Enquanto entidades sindicais e Conselhos de Saúde emitem notas de repúdio, aliados do prefeito de Vilhena, Delegado Flori (Podemos), avaliam que ele agiu certo ao entregar o controle da rede municipal de Saúde a uma entidade filantrópica de São Paulo (ENTENDA AQUI).
 
Chama a atenção, no entanto, o silêncio dos vereadores, que não se manifestam para apoiar ou para criticar a iniciativa. Já no comando do segmento mais problemático da cidade, a Santa Casa de Chavantes vem anunciando medidas rígidas alegando que as ações visam economizar recursos e melhorar o atendimento.
 
O FOLHA DO SUL ON LINE ouviu dois vereadores sobre a terceirização da Saúde, embora o tema não tenha passado pela Câmara. O prefeito só precisará dos parlamentares quando for necessário remanejar recursos para pagar os mais de R$ 9 milhões mensais à entidade contratada.
 
Samir Ali (Podemos), presidente da Câmara, disse que ainda não firmou posição em relação à medida adotada pelo prefeito vilhenense. Ele disse que irá conversar com servidores e analisar as primeiras ações da Santa Casa antes de se manifestar.
 
“Também vou conversar com a instituição, porque quero ter certeza de que as coisas vão melhorar para os usuários da rede pública”, complementou Samir.
 
Dhonatan Pagani escreveu para o site um argumento que demonstra seu apoio à iniciativa de Flori: “acredito que o prefeito está com a intenção de resolver o problema crônico da saúde de Vilhena.
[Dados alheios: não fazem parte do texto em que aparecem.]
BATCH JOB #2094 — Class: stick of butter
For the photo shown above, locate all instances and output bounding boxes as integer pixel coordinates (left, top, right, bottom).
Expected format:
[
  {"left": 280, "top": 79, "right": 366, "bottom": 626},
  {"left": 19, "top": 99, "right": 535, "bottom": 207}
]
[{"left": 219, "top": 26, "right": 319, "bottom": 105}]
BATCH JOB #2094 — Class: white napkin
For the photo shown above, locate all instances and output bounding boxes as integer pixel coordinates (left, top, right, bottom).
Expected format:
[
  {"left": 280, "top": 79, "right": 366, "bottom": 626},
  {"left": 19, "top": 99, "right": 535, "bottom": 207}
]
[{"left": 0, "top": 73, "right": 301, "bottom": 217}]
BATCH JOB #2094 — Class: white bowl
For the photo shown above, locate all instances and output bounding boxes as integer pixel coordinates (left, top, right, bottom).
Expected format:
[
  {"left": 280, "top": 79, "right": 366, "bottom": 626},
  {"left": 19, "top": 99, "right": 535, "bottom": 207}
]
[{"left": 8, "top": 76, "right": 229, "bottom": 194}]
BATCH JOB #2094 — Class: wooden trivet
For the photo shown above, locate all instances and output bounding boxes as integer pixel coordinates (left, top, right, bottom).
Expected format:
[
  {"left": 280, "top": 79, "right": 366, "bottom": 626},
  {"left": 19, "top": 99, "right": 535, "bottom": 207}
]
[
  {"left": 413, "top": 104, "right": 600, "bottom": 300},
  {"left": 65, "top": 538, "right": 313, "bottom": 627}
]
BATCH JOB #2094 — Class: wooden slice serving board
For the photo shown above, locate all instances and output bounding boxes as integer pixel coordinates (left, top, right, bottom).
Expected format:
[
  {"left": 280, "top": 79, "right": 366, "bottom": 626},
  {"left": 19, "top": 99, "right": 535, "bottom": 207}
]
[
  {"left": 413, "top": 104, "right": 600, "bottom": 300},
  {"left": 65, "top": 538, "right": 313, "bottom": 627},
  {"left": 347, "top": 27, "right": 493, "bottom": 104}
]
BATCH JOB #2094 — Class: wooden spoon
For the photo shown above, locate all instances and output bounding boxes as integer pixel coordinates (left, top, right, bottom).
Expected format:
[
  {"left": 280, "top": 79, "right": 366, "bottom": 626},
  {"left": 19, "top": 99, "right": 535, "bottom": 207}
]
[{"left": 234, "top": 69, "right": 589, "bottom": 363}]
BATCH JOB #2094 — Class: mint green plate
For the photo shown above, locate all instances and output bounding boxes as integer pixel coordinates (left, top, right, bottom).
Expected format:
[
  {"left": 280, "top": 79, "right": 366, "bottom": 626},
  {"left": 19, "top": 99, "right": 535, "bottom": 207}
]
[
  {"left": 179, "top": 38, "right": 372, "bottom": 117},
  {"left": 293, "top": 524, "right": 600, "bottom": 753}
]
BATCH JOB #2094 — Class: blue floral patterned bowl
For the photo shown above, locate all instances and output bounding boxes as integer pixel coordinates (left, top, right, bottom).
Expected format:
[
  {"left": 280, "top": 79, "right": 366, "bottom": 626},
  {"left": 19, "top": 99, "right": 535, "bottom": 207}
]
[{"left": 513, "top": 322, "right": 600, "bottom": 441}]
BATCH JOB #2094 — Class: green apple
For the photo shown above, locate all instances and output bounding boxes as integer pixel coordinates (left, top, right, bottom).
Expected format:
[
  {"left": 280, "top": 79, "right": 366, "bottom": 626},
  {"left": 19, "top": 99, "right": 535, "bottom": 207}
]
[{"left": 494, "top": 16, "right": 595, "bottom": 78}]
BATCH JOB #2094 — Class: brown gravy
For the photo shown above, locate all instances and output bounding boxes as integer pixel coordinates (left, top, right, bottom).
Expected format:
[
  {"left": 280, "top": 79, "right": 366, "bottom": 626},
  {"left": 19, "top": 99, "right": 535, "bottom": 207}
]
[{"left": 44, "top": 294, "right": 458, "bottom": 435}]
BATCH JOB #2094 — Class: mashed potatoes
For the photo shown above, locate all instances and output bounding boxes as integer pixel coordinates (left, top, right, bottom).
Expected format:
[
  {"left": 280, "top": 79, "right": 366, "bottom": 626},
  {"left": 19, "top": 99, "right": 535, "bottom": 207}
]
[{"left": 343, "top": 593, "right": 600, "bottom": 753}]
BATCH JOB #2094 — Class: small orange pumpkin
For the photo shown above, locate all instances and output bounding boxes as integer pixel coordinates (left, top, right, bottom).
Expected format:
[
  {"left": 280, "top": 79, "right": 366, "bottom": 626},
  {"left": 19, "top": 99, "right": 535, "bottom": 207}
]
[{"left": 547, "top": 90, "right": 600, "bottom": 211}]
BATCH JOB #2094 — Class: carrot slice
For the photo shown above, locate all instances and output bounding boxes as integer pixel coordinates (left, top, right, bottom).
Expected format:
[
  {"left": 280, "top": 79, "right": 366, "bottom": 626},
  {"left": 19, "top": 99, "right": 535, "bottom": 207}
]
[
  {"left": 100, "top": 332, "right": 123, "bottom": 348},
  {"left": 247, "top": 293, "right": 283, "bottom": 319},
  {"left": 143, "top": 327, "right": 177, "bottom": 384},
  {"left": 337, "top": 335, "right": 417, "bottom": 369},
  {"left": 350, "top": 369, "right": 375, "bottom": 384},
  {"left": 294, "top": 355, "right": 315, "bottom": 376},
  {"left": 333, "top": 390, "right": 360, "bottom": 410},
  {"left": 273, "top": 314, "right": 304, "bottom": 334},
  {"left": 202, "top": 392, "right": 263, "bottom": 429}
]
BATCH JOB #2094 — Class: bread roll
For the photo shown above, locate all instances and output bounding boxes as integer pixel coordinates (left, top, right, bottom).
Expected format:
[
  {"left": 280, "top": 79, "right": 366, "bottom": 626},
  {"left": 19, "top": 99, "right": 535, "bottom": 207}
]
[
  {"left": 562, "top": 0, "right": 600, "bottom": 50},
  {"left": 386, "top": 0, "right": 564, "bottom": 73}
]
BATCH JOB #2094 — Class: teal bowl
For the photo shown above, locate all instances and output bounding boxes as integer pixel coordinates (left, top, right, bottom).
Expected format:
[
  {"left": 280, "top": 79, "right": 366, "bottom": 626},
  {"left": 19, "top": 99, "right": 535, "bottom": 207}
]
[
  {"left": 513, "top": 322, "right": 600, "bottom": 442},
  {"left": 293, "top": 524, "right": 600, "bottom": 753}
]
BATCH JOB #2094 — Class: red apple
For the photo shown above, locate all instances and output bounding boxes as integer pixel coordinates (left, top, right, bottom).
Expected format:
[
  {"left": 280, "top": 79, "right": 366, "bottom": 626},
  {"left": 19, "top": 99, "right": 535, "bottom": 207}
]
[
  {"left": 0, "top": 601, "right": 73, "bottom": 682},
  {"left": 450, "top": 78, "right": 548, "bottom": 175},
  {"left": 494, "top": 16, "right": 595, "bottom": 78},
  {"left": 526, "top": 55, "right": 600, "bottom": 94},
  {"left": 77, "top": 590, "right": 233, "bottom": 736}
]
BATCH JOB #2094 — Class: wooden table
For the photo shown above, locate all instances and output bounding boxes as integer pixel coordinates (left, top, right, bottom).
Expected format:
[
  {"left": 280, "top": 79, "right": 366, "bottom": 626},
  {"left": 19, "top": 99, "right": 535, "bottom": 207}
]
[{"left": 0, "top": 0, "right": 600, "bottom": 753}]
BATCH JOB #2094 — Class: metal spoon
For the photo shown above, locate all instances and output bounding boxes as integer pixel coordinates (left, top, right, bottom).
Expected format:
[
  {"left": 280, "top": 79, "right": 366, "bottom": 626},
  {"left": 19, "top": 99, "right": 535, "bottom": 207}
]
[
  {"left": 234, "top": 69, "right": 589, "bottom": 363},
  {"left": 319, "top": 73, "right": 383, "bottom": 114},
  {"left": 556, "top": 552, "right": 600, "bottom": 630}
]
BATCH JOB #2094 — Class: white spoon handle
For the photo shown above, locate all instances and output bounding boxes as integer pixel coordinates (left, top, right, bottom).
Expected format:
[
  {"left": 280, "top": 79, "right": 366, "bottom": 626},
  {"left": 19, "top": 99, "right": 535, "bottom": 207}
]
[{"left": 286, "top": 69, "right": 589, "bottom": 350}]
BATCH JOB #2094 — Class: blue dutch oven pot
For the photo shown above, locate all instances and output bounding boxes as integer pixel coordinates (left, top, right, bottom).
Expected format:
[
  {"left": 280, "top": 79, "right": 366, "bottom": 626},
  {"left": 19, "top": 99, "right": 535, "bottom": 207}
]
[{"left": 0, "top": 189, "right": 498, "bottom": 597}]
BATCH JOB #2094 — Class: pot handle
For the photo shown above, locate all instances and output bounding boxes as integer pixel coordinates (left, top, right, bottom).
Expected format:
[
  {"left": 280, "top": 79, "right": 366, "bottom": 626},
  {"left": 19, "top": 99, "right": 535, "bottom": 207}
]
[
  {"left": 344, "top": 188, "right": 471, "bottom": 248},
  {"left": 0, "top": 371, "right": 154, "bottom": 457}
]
Entrou gestão e passou gestão e pouco foi feito em termos de saúde. O sistema está falido: desabastecimento, descontrole, falta de informatização e carência em atendimentos de saúde. O prefeito adotou uma medida que acredito ser uma opção viável, afinal do jeito que está todos nós sabemos que não dá mais para ficar”.
 
Politicamente, portanto, o prefeito parece estar amparado, por enquanto, para tocar adiante o projeto, que terá duração de seis meses, já que após este prazo uma nova empresa será escolhida em licitação para gerenciar o sistema local de Saúde.
 
No front jurídico, no entanto, uma guerra se prenuncia: entidades como a CUT devem entrar com ações na justiça e acionar o Ministério Público para tentar barrar a terceirização.